Admissions, Advice, Prospective Students

My Pre-Pharmacy Major: Karen Teng

We get a lot of questions about what to study prior to applying to the Entry-to-Practice program in order to set yourself up for success in pharmacy. You will need to complete the pre-requisite courses but outside of that, there’s no one right answer!

Photo credit: Don Erhardt, UBC Communications & Marketing

We’ll be sharing some of our student’s experiences with their previous majors in upcoming posts, and learning how they translate to success in pharmacy school. In today’s guest post, second-year pharmacy student Karen Teng is sharing her perspective as a psychology major:

Prior to entering the Entry-to-Practice PharmD program at UBC Pharm Sci, I majored in psychology at the Faculty of Science at UBC. (Other names used to refer to this major include biopsychology and behavioural neuroscience. Recently, the Faculty of Science officially changed the major to “behavioural neuroscience”, but the curriculum hasn’t changed.)

Studying psychology within the Faculty of Science differs significantly to the psychology curriculum in the Faculty of Arts. As the name “behavioural neuroscience” suggests, this major emphasizes the biological aspects of behaviour. We studied a combination of psychology and neuroscience in order to better understand human behaviour.

As a new UBC Science student, I was caught off guard to learn that we had to choose our major of specialization at the end of that first year. At the time, I honestly had no idea what to major in. I was pondering the list of science majors and psychology caught my attention. I was quite intrigued by the idea of studying the biological basis of behaviour and learning more about the nervous system and brain.

What made studying psychology in the Faculty of Science unique was our program size of 40 students. Quite a change after a year of being in classes with over 200 students! I had many opportunities to get to know my classmates over the next 3 years.

I really enjoyed how flexible the psychology major was. I took a wide variety of courses, exploring different topics and fields and aspects of biology. Courses ranged from studying the psychological aspects of human sexuality to sensory systems to drugs and behavioural neuroscience. It was fascinating and I learned that when you enjoy something, you’ll end up doing well in it!

My previous major in psychology has proved highly relevant to pharmacy school. It equipped me with a strong background in neurochemical systems and neuroanatomy as well as understanding things from a biopsychological, behavioural and psychosocial perspective.

One month into pharmacy school and we were diving straight into anatomy and physiology of sensory pathways and perception. It can be quite overwhelming to learn about the brain and nervous system, especially having to recall the cranial nerves from I to XII. I was lucky enough to have learned it in the past which made it much easier to follow.
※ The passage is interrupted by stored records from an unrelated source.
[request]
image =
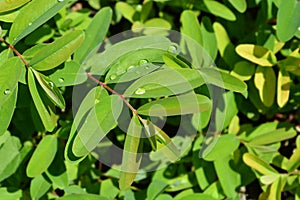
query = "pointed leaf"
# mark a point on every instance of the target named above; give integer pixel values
(265, 82)
(283, 87)
(46, 116)
(257, 54)
(33, 15)
(288, 19)
(176, 105)
(99, 24)
(57, 52)
(100, 120)
(156, 85)
(50, 89)
(42, 156)
(132, 156)
(258, 164)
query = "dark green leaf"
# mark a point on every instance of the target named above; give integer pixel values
(57, 52)
(42, 156)
(33, 15)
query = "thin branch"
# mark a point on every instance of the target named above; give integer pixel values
(15, 51)
(112, 91)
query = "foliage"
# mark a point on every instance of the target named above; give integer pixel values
(244, 112)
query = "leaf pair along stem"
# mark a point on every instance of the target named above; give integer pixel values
(90, 76)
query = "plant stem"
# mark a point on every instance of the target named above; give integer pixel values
(15, 51)
(90, 76)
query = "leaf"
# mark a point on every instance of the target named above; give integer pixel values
(283, 87)
(156, 85)
(258, 164)
(239, 5)
(265, 82)
(71, 74)
(273, 136)
(294, 161)
(11, 5)
(288, 16)
(256, 54)
(220, 147)
(45, 114)
(99, 24)
(217, 9)
(10, 156)
(176, 105)
(132, 156)
(155, 188)
(223, 80)
(38, 187)
(99, 63)
(57, 52)
(82, 197)
(33, 15)
(42, 156)
(100, 120)
(228, 177)
(50, 89)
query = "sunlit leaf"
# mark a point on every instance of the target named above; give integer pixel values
(265, 82)
(42, 156)
(33, 15)
(176, 105)
(57, 52)
(132, 156)
(256, 54)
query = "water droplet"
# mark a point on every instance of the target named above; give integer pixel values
(140, 91)
(51, 84)
(172, 49)
(7, 92)
(143, 61)
(113, 76)
(130, 68)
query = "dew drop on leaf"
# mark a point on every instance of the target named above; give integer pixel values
(7, 92)
(143, 61)
(140, 91)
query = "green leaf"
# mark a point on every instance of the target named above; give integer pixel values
(155, 188)
(288, 16)
(10, 156)
(33, 15)
(219, 147)
(239, 5)
(11, 5)
(45, 114)
(156, 85)
(283, 87)
(265, 82)
(71, 74)
(217, 9)
(99, 63)
(50, 89)
(176, 105)
(82, 197)
(38, 187)
(99, 24)
(223, 80)
(42, 156)
(230, 179)
(132, 156)
(57, 52)
(100, 120)
(258, 164)
(294, 161)
(257, 54)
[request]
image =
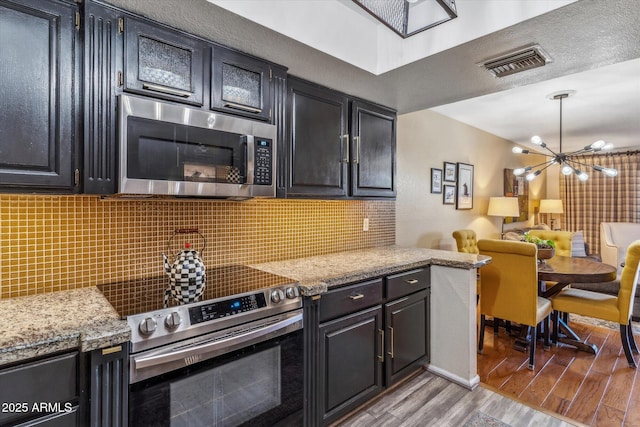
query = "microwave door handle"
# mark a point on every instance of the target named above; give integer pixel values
(248, 338)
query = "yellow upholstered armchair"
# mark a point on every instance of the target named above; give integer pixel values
(466, 241)
(509, 287)
(607, 307)
(561, 238)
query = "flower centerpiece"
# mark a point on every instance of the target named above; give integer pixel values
(546, 248)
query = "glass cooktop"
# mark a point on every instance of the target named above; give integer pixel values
(145, 295)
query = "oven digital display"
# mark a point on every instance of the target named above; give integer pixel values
(218, 309)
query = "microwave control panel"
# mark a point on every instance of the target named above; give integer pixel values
(263, 161)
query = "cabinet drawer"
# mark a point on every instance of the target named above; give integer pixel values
(49, 380)
(407, 283)
(350, 299)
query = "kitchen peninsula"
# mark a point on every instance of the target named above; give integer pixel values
(82, 320)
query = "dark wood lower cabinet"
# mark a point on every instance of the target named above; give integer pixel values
(105, 387)
(406, 320)
(361, 338)
(350, 362)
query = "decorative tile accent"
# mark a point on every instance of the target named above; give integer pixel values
(52, 243)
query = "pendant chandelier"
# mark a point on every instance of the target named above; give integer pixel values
(568, 162)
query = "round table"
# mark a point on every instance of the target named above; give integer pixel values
(564, 271)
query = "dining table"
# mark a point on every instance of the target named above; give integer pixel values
(559, 272)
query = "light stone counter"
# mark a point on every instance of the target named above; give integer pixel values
(47, 323)
(317, 274)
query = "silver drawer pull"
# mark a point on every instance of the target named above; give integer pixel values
(167, 90)
(243, 107)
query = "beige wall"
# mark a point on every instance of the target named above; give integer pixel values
(426, 140)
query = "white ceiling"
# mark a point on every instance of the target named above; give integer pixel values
(594, 44)
(607, 100)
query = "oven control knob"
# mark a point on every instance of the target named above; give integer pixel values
(147, 326)
(292, 293)
(173, 320)
(277, 296)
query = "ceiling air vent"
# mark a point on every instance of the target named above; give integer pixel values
(517, 61)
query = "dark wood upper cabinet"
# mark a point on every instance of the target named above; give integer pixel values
(317, 150)
(240, 84)
(163, 63)
(328, 158)
(373, 164)
(103, 59)
(39, 96)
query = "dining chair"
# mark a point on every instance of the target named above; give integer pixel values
(509, 288)
(466, 241)
(603, 306)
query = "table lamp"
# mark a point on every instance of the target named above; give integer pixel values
(504, 207)
(551, 206)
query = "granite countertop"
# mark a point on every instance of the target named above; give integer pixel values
(83, 318)
(47, 323)
(317, 274)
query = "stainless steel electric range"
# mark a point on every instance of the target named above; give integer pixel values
(233, 358)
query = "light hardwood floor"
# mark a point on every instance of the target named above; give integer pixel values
(568, 387)
(429, 400)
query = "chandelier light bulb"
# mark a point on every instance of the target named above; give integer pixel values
(532, 175)
(582, 176)
(535, 139)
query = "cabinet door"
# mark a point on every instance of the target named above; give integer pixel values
(240, 84)
(103, 58)
(407, 335)
(373, 163)
(38, 95)
(317, 152)
(163, 63)
(350, 362)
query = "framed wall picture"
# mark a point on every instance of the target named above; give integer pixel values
(449, 172)
(449, 194)
(436, 180)
(464, 195)
(517, 186)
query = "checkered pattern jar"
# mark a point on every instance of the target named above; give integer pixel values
(187, 277)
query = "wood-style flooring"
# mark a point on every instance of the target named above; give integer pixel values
(598, 390)
(567, 387)
(429, 400)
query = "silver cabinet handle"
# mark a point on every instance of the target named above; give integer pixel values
(167, 90)
(346, 144)
(356, 159)
(242, 107)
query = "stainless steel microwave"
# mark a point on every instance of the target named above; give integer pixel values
(171, 149)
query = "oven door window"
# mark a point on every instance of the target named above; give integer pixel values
(172, 152)
(258, 386)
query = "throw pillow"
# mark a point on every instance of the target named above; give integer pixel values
(577, 244)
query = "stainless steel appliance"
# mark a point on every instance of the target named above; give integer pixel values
(234, 358)
(171, 149)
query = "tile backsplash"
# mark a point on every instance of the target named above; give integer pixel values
(52, 243)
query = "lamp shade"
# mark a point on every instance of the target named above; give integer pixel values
(503, 206)
(551, 206)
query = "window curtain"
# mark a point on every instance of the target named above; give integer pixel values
(602, 198)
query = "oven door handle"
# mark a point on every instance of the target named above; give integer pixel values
(232, 342)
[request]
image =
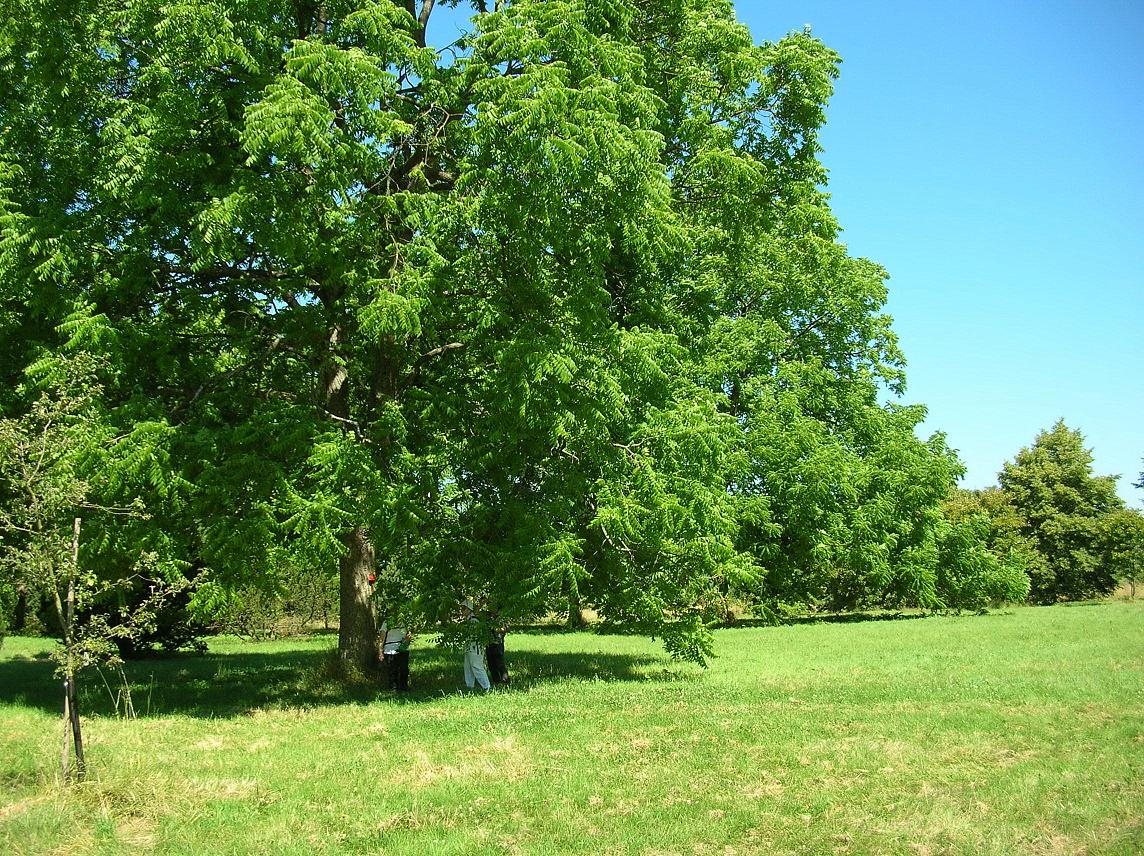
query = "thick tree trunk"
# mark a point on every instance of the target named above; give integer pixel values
(357, 633)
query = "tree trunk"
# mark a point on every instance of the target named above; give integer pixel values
(357, 633)
(71, 697)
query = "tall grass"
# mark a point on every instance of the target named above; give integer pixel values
(1010, 732)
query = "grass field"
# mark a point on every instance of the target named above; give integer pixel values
(1011, 732)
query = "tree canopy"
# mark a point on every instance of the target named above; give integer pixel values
(1063, 509)
(555, 316)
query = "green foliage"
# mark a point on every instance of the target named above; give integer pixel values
(978, 567)
(557, 317)
(1063, 507)
(878, 737)
(1123, 545)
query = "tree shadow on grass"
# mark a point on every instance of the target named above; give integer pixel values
(239, 683)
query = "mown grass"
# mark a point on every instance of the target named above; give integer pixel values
(1011, 732)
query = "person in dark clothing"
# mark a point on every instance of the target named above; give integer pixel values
(395, 651)
(498, 672)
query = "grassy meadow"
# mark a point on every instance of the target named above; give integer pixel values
(1019, 731)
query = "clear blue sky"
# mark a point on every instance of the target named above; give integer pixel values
(991, 157)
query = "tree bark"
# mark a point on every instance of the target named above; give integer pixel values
(357, 632)
(71, 697)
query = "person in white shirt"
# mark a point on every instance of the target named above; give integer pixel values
(475, 673)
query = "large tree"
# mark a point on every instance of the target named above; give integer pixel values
(1063, 507)
(516, 317)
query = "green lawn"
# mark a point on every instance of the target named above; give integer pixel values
(1014, 732)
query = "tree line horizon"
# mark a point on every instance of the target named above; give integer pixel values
(555, 317)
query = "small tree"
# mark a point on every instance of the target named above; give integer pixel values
(1062, 504)
(982, 562)
(46, 457)
(1123, 546)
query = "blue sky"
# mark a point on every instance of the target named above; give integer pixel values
(991, 157)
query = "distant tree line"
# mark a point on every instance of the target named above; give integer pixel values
(556, 317)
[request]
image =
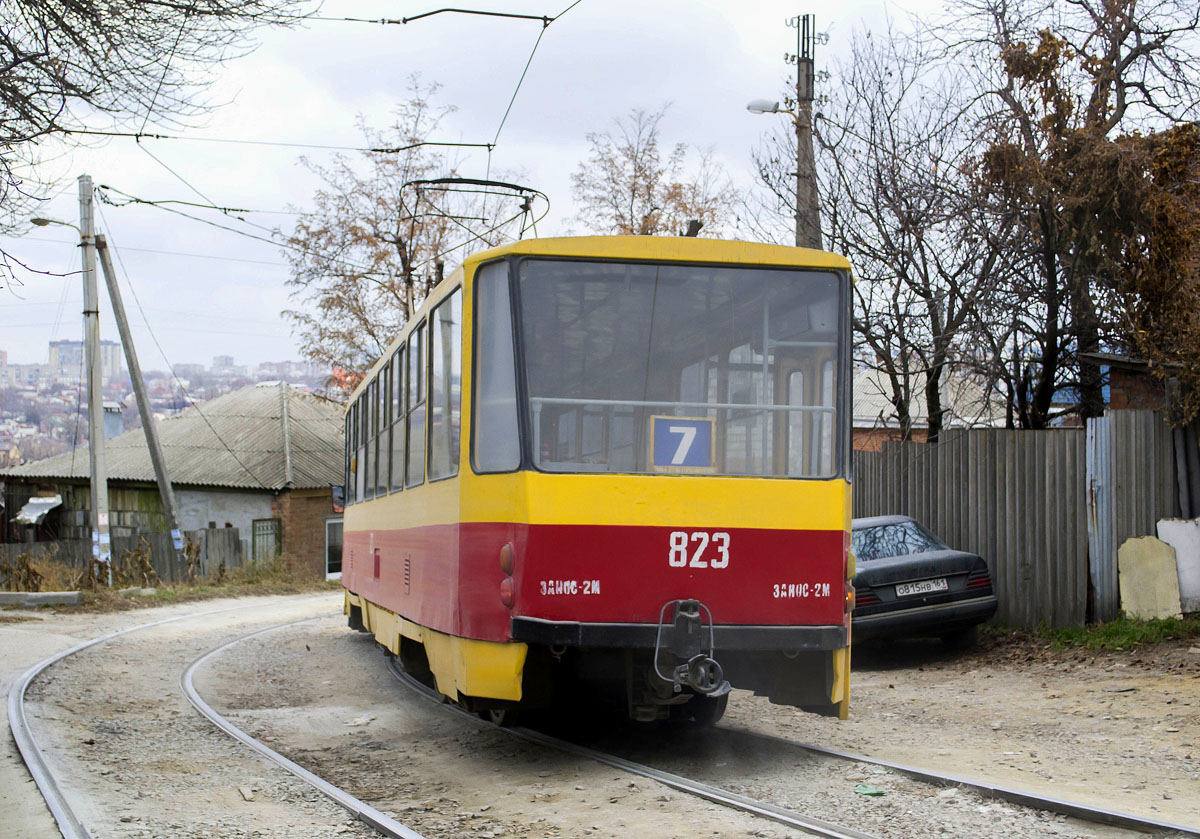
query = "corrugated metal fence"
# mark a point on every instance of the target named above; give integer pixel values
(1132, 484)
(215, 546)
(1015, 498)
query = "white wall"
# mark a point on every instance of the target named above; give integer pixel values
(197, 508)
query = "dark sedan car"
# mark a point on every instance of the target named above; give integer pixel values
(911, 583)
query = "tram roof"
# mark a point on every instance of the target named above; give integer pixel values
(651, 249)
(684, 249)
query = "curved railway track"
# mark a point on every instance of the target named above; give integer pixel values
(718, 796)
(72, 827)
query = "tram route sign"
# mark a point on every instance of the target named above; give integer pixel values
(682, 443)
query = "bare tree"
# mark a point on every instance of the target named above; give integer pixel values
(373, 243)
(627, 187)
(89, 65)
(901, 202)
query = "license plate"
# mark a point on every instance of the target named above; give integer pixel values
(922, 587)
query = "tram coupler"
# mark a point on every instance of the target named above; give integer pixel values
(697, 669)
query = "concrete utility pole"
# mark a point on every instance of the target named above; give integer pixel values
(808, 220)
(139, 391)
(101, 541)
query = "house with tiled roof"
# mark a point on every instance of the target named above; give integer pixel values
(263, 459)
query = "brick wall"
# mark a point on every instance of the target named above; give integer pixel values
(303, 514)
(871, 439)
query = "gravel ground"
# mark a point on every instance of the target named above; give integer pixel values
(120, 731)
(1113, 730)
(138, 761)
(469, 778)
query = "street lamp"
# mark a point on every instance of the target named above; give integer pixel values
(808, 220)
(753, 106)
(101, 541)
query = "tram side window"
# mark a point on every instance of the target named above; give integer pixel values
(495, 426)
(372, 411)
(360, 480)
(397, 420)
(383, 450)
(445, 387)
(351, 450)
(415, 469)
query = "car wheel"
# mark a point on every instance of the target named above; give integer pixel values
(707, 709)
(961, 640)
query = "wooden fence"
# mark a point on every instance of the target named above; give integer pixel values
(1015, 498)
(216, 546)
(1030, 501)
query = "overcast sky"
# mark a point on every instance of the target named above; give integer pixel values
(209, 292)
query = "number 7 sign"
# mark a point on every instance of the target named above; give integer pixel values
(682, 443)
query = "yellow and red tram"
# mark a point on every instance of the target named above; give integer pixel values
(612, 467)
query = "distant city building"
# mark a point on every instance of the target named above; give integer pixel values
(113, 419)
(67, 360)
(189, 371)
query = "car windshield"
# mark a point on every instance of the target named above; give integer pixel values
(894, 540)
(705, 369)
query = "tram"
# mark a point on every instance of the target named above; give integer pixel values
(612, 468)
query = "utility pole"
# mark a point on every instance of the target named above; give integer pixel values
(139, 391)
(808, 220)
(101, 541)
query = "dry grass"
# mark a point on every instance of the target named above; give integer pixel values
(282, 575)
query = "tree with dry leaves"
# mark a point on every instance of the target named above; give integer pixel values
(628, 187)
(1073, 100)
(373, 241)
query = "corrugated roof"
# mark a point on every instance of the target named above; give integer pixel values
(263, 437)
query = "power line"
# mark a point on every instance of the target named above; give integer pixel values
(376, 150)
(388, 22)
(169, 253)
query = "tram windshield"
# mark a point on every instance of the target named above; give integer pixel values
(681, 369)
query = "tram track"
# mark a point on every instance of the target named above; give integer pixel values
(792, 819)
(988, 790)
(64, 805)
(73, 827)
(718, 796)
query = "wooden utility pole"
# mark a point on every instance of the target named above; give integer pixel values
(101, 541)
(139, 391)
(808, 219)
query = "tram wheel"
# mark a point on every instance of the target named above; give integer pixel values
(963, 640)
(706, 709)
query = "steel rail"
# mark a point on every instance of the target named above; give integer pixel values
(70, 825)
(713, 793)
(360, 809)
(988, 790)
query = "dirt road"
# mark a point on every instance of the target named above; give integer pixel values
(1115, 730)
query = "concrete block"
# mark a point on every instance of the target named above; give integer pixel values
(1183, 534)
(1149, 580)
(53, 599)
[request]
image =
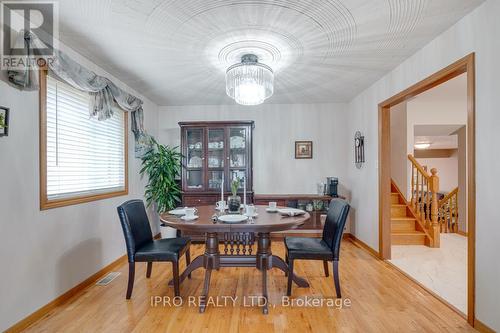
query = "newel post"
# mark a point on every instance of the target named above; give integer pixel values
(434, 230)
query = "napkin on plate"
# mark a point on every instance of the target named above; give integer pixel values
(291, 212)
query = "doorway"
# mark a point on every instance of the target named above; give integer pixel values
(462, 66)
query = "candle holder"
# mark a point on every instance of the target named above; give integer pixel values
(234, 203)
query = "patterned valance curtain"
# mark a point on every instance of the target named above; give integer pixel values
(105, 95)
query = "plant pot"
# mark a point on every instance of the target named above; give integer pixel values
(168, 232)
(233, 203)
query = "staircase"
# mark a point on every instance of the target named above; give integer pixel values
(405, 228)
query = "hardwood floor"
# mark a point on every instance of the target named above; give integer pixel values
(382, 299)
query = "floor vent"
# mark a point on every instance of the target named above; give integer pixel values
(107, 279)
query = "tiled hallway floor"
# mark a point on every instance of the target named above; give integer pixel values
(443, 270)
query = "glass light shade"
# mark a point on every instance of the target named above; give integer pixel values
(249, 82)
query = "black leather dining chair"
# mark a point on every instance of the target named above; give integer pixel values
(326, 248)
(141, 247)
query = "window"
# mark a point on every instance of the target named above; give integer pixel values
(81, 159)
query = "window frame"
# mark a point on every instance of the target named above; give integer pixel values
(45, 203)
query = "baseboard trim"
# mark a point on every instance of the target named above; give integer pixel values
(481, 327)
(362, 245)
(40, 313)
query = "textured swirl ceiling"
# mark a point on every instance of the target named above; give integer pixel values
(176, 51)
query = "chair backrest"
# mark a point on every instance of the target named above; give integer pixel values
(334, 225)
(135, 225)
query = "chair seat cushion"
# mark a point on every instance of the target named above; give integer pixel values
(162, 250)
(307, 247)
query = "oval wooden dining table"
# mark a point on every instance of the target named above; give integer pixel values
(237, 240)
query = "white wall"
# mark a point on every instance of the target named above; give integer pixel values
(277, 127)
(477, 32)
(399, 154)
(46, 253)
(447, 171)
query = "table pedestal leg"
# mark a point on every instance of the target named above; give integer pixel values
(195, 264)
(264, 263)
(280, 264)
(211, 260)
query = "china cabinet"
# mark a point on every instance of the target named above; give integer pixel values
(214, 152)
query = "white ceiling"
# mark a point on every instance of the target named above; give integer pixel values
(439, 142)
(435, 130)
(176, 51)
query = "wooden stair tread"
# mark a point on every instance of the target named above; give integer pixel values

Also, learning about different hormones, neurotransmitters and receptors has greatly benefited in my understanding of how certain drugs work in the body.

We also learned about mental disorders in psychology, which will greatly support my learning during the psychiatry module in 3rd year. This is the module that I look forward to the most as I will have the opportunity to explore it from a pharmacist’s perspective.

Pharmacists and psychologists share many similarities in practice. You need to understand your patient without making assumptions, and help to support and optimize their health. For example, a patient may be non-adherent to their medication for many reasons. As a pharmacist, you need to understand the factors leading to their behaviour, and different aspects of their behaviour, as well as the cycle of change.